The battered old antique clock case stood amongst the rubbish pile adjacent to the car park - a pile where the owner of the brocante always dumps odd bits of wood from broken furniture and unwanted bed frames which he periodically set fire to rather than take it all to the local "dechetterie" (rubbish) dump. I was so excited. The old grandfather clock case no longer had its top section and the bottom was damaged, but it was the wonderful 'fat' middle section which had a tiny bevelled glass panel in the door that I wanted. I knew it would make a perfect little wall cupcoard.
We went in to ask the price but the young appentice said that the owner was out. He accompanied us out to the rubbish pile and said the case could be 20 euros. Parfait - and we handed over the money.

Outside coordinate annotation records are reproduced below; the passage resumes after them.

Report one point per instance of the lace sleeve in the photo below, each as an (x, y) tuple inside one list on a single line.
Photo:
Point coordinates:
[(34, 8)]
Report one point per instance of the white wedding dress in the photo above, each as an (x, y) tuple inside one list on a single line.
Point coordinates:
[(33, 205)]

I knew that Mark could cut away the damaged section leaving me the 'fat' middle cupboard which I could already see painted in Gustavian grey. We carried the case to the car but no matter how we tried it was simply too long to fit inside. We decided to ask whether there was a saw inside the shop which we could borrow to cut it down to the section we needed, intending to discard the damaged base back on the rubbish pile. The apprentice found us an old saw and left us to it.
Mark quickly got to work and the base was almost sawn through when the apprentice came running out . "Madame..Monsieur.......Non, non, non. Arretez, arretez!!" We looked at him in suprise. Looking very embarrassed he started to explain that the owner had just phoned to say that he had left the clock case by the rubbish pile ready to be carried indoors - and that he was on his way back to the shop with the clock's top section and its movement in his car!!!
So the worried apprentice returned our money and carried the almost sawn-in-half clock case into the shop.
I never did find out what happened when the owner returned and whether they did manage to repair the base again to sell the clock? Nor for that matter did I get my 'fat' middle wall cupboard after all, but what we do always have a good laugh each we reminisce about the visit!
Finally, good news following on from yesterday's blog and my worries over our kitten's little op. Well, my fears and concerns were unfounded! As you will see from the photograph, below, Charles Le Baron du Breuil is very much recovered today - and has even been helping me photograph my latest treasures for my auction site.